And it leads me to wonder how much this is going to get into the published world and spread invalid citations into the formal published literature? We thought predatory journals were bad; this is going to be much worse. We all know good scholars should never cite from someone else’s citation without checking the original source, and we all know that rule is OFTEN violated, especially for apparently exact quotations.

That’s really interesting! We tested it out the other day with some of the “common questions” we use in training for our chat reference service. For this kind of question, ChatGPT told me that it couldn’t find peer-reviewed articles but made some recommendations for databases to search and some keywords to use. That all seemed pretty reasonable to me, and in fact, isn’t too far off the kind of answer that a human chat operator would provide, except that we would typically walk the student through the steps of searching.

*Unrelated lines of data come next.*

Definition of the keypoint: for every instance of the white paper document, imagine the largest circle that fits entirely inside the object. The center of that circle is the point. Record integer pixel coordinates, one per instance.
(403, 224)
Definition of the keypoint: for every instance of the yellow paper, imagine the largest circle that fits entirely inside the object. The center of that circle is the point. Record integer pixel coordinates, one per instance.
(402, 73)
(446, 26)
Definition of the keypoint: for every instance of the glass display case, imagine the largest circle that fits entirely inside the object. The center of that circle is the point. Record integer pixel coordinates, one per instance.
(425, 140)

Generally, we found that ChatGPT couldn’t really answer many of the common questions we tried on it, even ones that could probably be answered by a different type of AI. For example, something more like Siri or Alexa, if given the right parameters, could probably answer questions like how late is the library open tonight, how long can I take out a book for — this information is on the web, but ChatGPT doesn’t live check websites. For most other questions it gave kind of a basic answer (e.g. defining what interlibrary loan is) and then said to check with the library/a librarian for more information (e.g. the library’s policies and procedures for interlibrary loan).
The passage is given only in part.